What Does Samtools Flagstat Results Mean?
5
27
Entering edit mode
13.3 years ago
Sakti ▴ 530

Hi,

Once again, I'm bothering the knowledgeable people from this site :) I'm currently analyzing some RNAseq data from mouse, and after running TopHat on my paired-end files, I wanted to look at any form of program that could let me know how many reads from my dataset aligned, and how many of them properly aligned to the ref mouse genome annotation.

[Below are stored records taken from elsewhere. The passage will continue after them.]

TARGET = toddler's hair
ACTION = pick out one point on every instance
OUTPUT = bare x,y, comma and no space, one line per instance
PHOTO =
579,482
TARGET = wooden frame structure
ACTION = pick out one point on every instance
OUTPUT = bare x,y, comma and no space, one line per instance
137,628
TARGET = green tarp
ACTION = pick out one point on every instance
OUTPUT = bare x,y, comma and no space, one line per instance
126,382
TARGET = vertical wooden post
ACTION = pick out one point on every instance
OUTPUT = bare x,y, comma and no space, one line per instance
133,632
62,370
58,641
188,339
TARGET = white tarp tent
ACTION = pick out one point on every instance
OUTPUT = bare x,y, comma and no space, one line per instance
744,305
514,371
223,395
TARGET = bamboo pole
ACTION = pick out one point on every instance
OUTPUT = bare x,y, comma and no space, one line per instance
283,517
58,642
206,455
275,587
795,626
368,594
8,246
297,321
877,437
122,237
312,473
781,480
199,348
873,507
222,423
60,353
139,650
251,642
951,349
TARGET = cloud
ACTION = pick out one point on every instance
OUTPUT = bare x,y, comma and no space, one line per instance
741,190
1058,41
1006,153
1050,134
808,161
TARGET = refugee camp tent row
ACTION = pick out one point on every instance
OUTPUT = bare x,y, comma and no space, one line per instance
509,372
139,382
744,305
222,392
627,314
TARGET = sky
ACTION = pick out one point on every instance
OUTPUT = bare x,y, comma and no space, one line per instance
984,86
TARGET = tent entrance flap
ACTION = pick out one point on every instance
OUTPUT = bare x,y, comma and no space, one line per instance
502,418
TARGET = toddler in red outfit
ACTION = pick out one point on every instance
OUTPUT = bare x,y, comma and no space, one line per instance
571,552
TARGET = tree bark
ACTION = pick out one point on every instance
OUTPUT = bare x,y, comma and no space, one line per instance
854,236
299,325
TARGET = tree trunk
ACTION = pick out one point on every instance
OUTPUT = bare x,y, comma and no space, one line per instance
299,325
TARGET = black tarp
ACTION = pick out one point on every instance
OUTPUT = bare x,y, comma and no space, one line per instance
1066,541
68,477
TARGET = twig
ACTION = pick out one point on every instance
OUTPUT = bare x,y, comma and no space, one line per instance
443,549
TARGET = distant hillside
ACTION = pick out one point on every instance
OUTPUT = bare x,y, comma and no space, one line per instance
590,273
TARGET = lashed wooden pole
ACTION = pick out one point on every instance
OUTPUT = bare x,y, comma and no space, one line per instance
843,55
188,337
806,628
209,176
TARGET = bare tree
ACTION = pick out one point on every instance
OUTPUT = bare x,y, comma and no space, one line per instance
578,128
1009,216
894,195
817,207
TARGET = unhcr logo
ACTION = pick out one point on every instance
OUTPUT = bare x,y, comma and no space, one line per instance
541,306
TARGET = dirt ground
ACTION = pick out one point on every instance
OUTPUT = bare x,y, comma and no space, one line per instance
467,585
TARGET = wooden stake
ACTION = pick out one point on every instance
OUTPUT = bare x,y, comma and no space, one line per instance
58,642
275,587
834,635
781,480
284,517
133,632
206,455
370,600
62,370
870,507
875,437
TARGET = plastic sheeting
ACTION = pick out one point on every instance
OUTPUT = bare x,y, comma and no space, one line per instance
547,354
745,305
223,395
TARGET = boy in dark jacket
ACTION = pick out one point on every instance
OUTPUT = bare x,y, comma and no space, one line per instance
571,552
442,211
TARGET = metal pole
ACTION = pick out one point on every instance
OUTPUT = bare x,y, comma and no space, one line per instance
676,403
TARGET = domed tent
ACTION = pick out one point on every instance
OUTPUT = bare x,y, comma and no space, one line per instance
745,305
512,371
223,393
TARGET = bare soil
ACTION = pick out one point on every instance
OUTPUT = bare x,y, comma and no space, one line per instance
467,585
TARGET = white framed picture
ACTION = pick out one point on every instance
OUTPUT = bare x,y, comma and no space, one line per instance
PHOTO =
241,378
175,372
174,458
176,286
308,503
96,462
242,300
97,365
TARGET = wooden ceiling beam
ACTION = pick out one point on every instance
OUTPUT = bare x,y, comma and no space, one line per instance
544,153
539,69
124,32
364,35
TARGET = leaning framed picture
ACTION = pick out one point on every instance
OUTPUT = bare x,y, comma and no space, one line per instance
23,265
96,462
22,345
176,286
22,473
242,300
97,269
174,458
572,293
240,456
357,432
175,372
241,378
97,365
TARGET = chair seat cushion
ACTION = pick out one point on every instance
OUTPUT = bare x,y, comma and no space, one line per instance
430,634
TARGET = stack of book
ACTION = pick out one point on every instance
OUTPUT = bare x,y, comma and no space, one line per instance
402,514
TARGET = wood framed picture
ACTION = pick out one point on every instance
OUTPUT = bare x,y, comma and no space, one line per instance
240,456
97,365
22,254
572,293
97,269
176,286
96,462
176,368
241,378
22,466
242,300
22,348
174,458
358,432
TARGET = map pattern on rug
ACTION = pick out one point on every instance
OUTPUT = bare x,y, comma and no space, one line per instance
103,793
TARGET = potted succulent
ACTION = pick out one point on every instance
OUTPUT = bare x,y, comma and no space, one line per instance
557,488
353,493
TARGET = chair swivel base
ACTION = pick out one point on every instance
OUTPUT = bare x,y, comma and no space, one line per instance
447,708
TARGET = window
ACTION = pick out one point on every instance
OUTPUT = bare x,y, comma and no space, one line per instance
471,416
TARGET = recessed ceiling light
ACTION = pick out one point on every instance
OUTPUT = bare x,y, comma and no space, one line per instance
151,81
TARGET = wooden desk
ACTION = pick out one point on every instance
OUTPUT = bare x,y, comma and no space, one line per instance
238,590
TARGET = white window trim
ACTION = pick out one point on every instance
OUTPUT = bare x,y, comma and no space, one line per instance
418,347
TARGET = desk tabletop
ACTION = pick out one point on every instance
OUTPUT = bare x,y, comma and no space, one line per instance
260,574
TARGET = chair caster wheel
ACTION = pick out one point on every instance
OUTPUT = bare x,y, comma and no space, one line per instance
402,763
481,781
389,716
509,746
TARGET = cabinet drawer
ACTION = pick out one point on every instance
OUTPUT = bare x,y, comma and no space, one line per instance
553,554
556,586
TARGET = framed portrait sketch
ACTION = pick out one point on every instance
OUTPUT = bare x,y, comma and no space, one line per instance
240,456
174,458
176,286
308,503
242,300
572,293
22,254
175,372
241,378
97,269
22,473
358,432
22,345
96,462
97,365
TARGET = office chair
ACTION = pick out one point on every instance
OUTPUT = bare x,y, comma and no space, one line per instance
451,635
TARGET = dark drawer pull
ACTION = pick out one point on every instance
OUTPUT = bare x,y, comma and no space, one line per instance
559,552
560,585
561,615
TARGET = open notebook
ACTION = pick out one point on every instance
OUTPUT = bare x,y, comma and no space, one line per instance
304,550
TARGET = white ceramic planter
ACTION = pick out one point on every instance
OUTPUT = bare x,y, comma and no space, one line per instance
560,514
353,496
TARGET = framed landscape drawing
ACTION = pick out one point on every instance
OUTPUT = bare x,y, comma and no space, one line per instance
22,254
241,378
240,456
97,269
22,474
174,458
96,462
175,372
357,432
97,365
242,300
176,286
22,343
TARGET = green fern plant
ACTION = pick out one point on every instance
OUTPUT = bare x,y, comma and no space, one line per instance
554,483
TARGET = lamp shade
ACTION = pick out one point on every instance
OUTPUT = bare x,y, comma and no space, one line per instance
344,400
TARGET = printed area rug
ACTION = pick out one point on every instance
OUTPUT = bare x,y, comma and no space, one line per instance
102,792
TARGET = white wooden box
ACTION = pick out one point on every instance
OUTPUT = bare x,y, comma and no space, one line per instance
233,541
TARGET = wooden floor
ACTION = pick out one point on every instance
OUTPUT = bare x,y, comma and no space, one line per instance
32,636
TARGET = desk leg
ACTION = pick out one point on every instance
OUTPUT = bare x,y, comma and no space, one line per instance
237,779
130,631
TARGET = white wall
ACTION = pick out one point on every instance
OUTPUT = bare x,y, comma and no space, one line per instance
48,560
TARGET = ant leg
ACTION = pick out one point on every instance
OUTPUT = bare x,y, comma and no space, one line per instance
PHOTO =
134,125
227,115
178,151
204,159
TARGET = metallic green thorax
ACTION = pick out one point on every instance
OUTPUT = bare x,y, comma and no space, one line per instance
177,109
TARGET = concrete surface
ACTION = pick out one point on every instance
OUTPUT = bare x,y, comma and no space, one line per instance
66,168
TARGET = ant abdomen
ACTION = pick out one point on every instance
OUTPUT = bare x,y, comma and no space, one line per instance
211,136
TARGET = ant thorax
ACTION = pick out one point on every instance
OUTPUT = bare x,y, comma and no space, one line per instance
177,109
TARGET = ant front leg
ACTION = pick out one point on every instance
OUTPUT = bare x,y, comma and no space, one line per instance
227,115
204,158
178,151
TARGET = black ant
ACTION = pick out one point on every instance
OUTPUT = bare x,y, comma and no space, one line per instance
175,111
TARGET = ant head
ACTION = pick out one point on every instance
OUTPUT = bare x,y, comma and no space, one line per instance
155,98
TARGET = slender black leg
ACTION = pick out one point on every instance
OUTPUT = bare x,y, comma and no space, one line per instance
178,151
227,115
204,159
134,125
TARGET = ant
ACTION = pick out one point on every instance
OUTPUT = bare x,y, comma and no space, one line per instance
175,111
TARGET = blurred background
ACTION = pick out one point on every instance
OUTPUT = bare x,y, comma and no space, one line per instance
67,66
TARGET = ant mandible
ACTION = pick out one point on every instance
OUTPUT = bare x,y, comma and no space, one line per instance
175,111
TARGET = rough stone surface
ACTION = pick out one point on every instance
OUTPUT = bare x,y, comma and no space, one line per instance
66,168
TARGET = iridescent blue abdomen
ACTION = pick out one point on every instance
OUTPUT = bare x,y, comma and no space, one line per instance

After performing the samtools flagstat on the accepted hits bam file, I get the following:

20968800 + 0 in total (QC-passed reads + QC-failed reads)
0 + 0 duplicates
20968800 + 0 mapped (100.00%:nan%)
20968800 + 0 paired in sequencing
11431237 + 0 read1
9537563 + 0 read2
71098 + 0 properly paired (0.34%:nan%)
6633306 + 0 with itself and mate mapped
14335494 + 0 singletons (68.37%:nan%)
0 + 0 with mate mapped to a different chr
0 + 0 with mate mapped to a different chr (mapQ>=5)

I've been trying to look on how to interpret these numbers, and what does that properly paired (0.34%:nan%) means, but so far I haven't been lucky. I don't really know how to interpret the final flagstat output, and whether my alignment conditions worked at all.

I'd appreciate any piece of information on this issue, thanks!!!!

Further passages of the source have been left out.